You will find this setting in the Sitecore.config file and if this is just for temporary debugging on a local instance you can alter it there. 

<!-- EVENT MAPS
      events.timingLevel =
        none   - No timing information is logged for any of the events (no matter what their local settings are)
        low    - Start/end timing is logged for events with handlers. Local settings override.
        medium - Start/end timing is logged for all events. Local settings override.
        high   - Start/end timing is logged for all events. Also, start/end for each handler is logged. Local settings override.
        custom - Only local settings apply. Events without settings are not logged.
    -->
  <events timingLevel="custom">
So we will change the timingLevel for all events to "high" instead of custom and restart the site.
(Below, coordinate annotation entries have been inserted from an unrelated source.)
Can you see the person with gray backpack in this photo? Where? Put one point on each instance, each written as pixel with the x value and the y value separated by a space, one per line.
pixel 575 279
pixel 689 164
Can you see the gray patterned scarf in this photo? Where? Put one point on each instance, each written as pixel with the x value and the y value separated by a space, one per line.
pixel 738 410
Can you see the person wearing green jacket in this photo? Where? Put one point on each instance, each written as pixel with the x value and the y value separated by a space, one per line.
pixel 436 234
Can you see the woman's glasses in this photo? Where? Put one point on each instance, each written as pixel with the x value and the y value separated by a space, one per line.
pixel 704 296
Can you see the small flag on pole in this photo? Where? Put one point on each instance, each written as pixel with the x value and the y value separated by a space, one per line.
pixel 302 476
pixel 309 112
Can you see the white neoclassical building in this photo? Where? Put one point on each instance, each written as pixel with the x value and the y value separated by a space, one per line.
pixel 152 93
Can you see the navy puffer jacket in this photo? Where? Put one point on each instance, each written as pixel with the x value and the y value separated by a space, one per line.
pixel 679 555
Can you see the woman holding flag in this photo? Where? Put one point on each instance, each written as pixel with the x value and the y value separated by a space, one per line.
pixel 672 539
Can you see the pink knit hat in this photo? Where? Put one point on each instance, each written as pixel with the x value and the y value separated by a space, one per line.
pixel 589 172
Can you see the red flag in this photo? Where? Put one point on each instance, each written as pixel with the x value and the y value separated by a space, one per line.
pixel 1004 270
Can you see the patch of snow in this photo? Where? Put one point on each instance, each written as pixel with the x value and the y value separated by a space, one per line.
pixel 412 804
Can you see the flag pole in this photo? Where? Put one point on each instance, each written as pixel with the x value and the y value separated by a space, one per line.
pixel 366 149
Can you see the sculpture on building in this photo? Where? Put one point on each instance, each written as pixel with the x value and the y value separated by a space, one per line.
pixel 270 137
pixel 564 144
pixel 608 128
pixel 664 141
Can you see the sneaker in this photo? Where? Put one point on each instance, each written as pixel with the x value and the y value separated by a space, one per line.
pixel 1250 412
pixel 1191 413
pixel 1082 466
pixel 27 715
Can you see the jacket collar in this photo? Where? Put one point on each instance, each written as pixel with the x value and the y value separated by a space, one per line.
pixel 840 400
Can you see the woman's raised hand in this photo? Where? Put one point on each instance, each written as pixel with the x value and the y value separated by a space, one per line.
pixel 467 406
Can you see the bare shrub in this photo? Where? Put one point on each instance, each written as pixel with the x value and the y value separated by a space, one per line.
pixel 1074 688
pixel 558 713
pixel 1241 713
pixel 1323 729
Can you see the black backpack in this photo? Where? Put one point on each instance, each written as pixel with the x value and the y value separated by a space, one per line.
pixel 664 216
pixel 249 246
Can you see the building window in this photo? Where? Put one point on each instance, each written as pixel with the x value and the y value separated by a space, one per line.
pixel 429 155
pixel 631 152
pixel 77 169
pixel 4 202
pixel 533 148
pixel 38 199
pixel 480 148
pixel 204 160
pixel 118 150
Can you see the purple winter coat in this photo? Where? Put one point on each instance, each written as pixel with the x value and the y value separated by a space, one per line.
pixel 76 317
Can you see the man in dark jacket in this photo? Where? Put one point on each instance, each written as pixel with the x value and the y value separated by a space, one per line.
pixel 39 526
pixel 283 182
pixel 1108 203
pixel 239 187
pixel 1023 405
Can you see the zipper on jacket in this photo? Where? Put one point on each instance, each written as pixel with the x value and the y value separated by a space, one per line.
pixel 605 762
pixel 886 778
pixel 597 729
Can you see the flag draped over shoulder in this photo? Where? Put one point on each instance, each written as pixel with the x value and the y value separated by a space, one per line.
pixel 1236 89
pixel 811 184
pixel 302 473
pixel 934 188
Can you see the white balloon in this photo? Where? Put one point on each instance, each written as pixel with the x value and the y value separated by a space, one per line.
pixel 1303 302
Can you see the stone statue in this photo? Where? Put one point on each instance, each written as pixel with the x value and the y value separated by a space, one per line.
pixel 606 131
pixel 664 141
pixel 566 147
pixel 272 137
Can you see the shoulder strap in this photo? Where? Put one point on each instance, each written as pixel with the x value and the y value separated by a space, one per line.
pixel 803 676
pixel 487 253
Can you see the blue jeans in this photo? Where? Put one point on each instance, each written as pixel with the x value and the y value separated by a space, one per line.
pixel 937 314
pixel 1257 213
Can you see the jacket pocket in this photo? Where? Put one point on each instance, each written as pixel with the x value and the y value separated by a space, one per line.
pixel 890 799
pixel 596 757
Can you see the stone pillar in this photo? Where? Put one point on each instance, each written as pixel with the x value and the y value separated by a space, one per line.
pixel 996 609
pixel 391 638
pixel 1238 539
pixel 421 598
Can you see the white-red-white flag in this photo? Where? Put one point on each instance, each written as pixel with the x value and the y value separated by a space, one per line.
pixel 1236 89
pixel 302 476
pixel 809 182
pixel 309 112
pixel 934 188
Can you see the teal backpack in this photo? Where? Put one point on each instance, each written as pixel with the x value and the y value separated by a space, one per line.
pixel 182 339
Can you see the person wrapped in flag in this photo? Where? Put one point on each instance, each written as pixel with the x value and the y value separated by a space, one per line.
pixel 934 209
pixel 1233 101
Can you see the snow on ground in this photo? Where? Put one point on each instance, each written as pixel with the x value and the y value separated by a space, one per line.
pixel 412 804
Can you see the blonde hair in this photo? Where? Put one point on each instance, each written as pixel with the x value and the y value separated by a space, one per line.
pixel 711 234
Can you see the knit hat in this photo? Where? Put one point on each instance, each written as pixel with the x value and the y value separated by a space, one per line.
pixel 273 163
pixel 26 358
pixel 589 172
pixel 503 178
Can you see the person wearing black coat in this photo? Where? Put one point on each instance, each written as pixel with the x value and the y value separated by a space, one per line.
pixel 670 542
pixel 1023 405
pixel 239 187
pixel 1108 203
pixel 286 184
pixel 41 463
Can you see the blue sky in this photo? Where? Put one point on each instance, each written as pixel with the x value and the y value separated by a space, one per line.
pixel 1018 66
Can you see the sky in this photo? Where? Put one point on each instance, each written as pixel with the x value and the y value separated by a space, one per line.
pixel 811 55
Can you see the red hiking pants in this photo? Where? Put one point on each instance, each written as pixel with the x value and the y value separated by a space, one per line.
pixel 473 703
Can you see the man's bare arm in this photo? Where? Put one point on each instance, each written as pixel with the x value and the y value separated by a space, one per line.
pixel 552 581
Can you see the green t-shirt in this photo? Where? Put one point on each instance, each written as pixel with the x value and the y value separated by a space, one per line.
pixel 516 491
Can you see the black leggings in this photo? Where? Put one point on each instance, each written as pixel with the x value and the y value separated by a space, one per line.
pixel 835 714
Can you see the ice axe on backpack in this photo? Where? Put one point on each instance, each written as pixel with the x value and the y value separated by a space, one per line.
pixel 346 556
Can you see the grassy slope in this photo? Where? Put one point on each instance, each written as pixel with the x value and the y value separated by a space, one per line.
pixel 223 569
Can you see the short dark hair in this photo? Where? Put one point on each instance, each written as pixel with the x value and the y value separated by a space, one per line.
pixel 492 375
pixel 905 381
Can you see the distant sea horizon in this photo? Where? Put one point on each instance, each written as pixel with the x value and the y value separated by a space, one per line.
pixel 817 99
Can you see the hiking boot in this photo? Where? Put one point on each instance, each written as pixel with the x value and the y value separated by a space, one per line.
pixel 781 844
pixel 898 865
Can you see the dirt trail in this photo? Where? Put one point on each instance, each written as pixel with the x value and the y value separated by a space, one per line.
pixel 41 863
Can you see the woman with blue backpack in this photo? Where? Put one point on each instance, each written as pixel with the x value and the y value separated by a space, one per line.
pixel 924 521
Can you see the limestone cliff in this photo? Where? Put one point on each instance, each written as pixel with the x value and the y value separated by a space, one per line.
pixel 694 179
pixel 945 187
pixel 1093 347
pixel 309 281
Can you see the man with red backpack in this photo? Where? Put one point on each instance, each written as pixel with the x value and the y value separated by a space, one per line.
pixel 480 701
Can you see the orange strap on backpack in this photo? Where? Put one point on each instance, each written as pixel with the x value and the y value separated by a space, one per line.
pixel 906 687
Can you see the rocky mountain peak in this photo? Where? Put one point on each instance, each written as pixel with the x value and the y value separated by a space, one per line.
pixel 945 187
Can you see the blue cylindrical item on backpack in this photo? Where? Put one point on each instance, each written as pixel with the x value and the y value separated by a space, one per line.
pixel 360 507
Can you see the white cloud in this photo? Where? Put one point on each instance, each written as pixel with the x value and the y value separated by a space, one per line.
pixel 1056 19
Now let's keep an eye on the logs while we go back to the editor and open our homepage item. And bingo.. we get a lot of information in the logs but what was really interesting were the lines that said "Long running operation".

Long running operation

20204 11:29:46 DEBUG Long running operation: renderContentEditor pipeline[id={98E57B60-071A-44D1-A763-B6C1BCE0C630}]
20204 11:29:48 DEBUG Long running operation: getLookupSourceItems pipeline[item=/sitecore/templates/Feature/.../CtaRenderingParameters/__Standard Values, source=query:/$site/Data/.../*]
20204 11:29:50 DEBUG Long running operation: getLookupSourceItems pipeline[item=/sitecore/templates/Feature/.../CtaRenderingParameters/__Standard Values, source=query:/$site/Data/.../*]
20204 .....
20204 11:30:19 DEBUG Long running operation: getLookupSourceItems pipeline[item=/sitecore/templates/Feature/.../CtaRenderingParameters/__Standard Values, source=query:/$site/Data/.../*]
20204 11:30:19 DEBUG Long running operation: Running Validation Rules

Apparently we have a long running operation getLookupSourceItems and we are not doing this once, but a dozen times on the home page.  This is our cause - and ok, I exaggerated when I said a coffee but even a minute feels long to open an item.

So, we now now that the CtaRenderingParameters are doing something very slow and it is caused by the source for a field.

In that template I found (even two) droplist fields that use the same source: 
query:/$site/Data/Link Types/*

I am not writing Sitecore queries every day so I admit it took me a few minutes to figure out what was wrong with this thing. It looks like a normal query that fetches all items in a certain path. And it's just a small detail, but a significant one: the first slash should not be there 

query:$site/Data/Link Types/*

This works much smoother and the issue was fixed.


$site

We are using a resolveToken in the source. In the Sitecore docs you will find the list of available tokens and we are using $site here to get the path to the current site. 

But that path will already start with a slash. So although you (probably) want your query to start with a slash, you do not want it to start with two. As described in the query axes, one slash will give you the children (and will form one path) but two will give all descendants. And that is in most cases a very costly operation.


Conclusion

Be careful when putting sources - especially when using tokens. You might not notice anything bad or slow when just one component is added, but it can add up to a really slow item. Use the events timing level to get debugging information.